Right now, Senators Dick Durbin, Elizabeth Warren, and Jack Reed are co-sponsoring three separate bills that they each wrote to help lift the burden of student debt on students.
Senator Durbin, from Illinois, has co-sponsored and written a bill that would allow students who declare bankruptcy to get rid of their student debt. At the moment, student debt is the only debt that cannot be erased by filing bankruptcy. Durbin’s bill would also add legal protections for students or what Durbin describes as a student-loans “bill of rights.” The bill would require universities and lenders to share certain information such as the student’s eligibility for lost-cost government loans, or the terms of how the loan must be repaid to the student that is taking out a loan.
Senator Warren, an expert on bankruptcy law as a former professor at Harvard, has also written her own bill which would make it easier for students to refinance their student loans at a lower rate in order to make paying off loans easier without the fees that come with the inability to make a payment.
Senator Reed introduced a third bill that would place fines on colleges when more than 25 percent of students the college take out loans, and more than 15 percent default on those loans. The proposed legislation would provide an incentive for colleges to steer students towards low-cost government loans. The money collected from the fines would be used to fund government loans and financial aid programs. The fines will mostly target for-profit universities and colleges that cause students to get costly loans in order to get a degree that won’t guarantee a high-paying job.
The three senators, each with their own separate bills, have created a united campaign to help stop the growing debt on students. Despite having growing support from fellow Democrats, the three bills have yet to see any bi-partisan support from Republican Senators.
I applaud these senators for their noble attempt, but these bills are worthless because they do not address the real problem.

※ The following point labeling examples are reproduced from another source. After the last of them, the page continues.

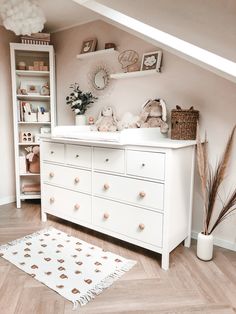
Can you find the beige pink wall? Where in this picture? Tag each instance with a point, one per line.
(179, 83)
(7, 180)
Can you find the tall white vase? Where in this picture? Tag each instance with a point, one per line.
(80, 119)
(205, 246)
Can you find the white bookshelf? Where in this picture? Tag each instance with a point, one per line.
(22, 79)
(32, 73)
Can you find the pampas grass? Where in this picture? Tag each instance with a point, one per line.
(211, 181)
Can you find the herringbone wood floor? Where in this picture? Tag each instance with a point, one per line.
(190, 286)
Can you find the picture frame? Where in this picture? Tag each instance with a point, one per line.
(151, 61)
(89, 45)
(45, 130)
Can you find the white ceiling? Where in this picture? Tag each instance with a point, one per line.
(62, 14)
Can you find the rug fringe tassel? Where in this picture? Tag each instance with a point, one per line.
(105, 283)
(6, 246)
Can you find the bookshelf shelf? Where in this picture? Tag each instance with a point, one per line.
(32, 97)
(29, 174)
(32, 73)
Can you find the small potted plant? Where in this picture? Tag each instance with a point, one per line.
(211, 183)
(79, 103)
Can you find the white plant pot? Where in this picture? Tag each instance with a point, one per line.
(205, 246)
(80, 119)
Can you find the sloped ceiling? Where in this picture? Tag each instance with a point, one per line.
(61, 14)
(206, 29)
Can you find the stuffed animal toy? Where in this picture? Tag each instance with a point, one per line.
(106, 121)
(128, 121)
(153, 115)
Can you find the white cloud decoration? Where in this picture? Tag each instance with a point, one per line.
(23, 17)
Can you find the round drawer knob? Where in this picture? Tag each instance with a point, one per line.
(141, 226)
(77, 206)
(77, 180)
(52, 199)
(106, 216)
(142, 194)
(106, 186)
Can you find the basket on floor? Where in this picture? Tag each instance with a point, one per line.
(184, 123)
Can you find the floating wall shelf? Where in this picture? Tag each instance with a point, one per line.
(117, 76)
(87, 55)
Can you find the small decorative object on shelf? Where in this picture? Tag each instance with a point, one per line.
(45, 90)
(36, 39)
(33, 159)
(91, 120)
(211, 185)
(154, 115)
(128, 58)
(133, 68)
(151, 61)
(184, 123)
(21, 65)
(22, 164)
(106, 121)
(110, 45)
(128, 121)
(79, 101)
(89, 45)
(26, 137)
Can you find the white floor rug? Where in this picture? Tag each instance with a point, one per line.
(75, 269)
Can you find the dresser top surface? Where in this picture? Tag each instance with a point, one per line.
(159, 143)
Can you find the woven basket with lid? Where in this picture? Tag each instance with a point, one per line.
(184, 123)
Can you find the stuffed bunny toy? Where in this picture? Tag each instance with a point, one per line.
(106, 121)
(128, 121)
(153, 115)
(33, 158)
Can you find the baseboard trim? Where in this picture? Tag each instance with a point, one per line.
(7, 200)
(219, 242)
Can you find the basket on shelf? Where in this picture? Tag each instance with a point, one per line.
(36, 39)
(184, 123)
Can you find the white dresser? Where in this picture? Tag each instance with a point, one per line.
(141, 194)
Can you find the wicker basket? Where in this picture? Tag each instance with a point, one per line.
(184, 123)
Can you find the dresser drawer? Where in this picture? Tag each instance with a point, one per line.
(69, 203)
(77, 155)
(146, 164)
(53, 152)
(139, 192)
(109, 159)
(70, 178)
(134, 222)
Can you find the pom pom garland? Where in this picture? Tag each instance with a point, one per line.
(22, 17)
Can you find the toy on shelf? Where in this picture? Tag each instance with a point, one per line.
(106, 121)
(154, 115)
(128, 121)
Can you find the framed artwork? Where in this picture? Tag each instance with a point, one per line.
(89, 45)
(151, 61)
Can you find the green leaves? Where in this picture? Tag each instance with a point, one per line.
(78, 100)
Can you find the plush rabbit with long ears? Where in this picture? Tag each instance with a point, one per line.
(153, 115)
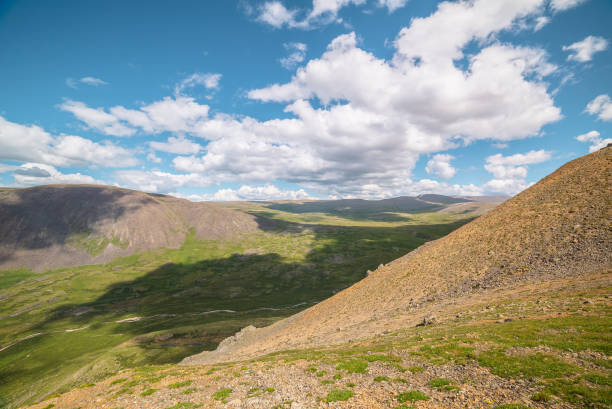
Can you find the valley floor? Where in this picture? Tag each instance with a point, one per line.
(536, 345)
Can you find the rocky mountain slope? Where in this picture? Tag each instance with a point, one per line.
(68, 225)
(557, 228)
(511, 311)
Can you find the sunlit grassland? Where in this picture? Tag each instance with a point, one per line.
(170, 295)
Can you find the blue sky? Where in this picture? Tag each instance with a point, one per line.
(249, 100)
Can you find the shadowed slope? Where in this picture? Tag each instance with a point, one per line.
(67, 225)
(559, 227)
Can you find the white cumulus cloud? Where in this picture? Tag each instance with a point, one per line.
(357, 124)
(440, 165)
(207, 80)
(509, 172)
(601, 106)
(31, 143)
(583, 51)
(178, 146)
(595, 139)
(30, 174)
(93, 81)
(562, 5)
(297, 54)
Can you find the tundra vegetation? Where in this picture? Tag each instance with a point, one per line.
(64, 328)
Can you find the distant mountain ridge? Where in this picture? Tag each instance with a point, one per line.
(558, 228)
(55, 226)
(68, 225)
(403, 204)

Back when Occupy started, many of us who have taken part in the movement were criticized of not having a “real solutions” or a clear goal, but the truth is that the solution wasn’t as easy as a few pieces of legislation; it was rather a change to the whole entire system. Occupy wasn’t about the 99% destroying the 1% because even if we did, the current system would allow the cycle to repeat itself and we would be stuck in the same situation in which we have a new 1% against the 99% and so on.
What Warren, who’s leading this initiative, should realize is that trying to fix one part of a broken engine will not make the engine run again, and sometimes the engine is so broken that it can’t be fixed and must be replaced. Warren and her colleague’s bills simply try to make student debt a little bit easier while attempting to work within the current system which either makes education a privilege or a sentence of a life-time’s worth of debt.
Our priority should be changing the way that we value education, not as a commodity, but as a universal right and a benefit to everyone. Instead of easing the burden of student debt, we should be creating a system in which student debt doesn’t exists, and that each human being has access to equal and quality education.
Occupy has given us a new perspective on how our economics, our politics, our communities, and the way that we live our lives should be. And if we want to start changing the system to benefit people, we need to take those values and start using them.
Don’t get me wrong, I applaud Warren’s attempt and I respect her, and I think that her heart is in the right place, but I think she fails to see that her and her colleague’s bills are not a solution, but rather an attempt to temporarily fix a broken part of a broken system.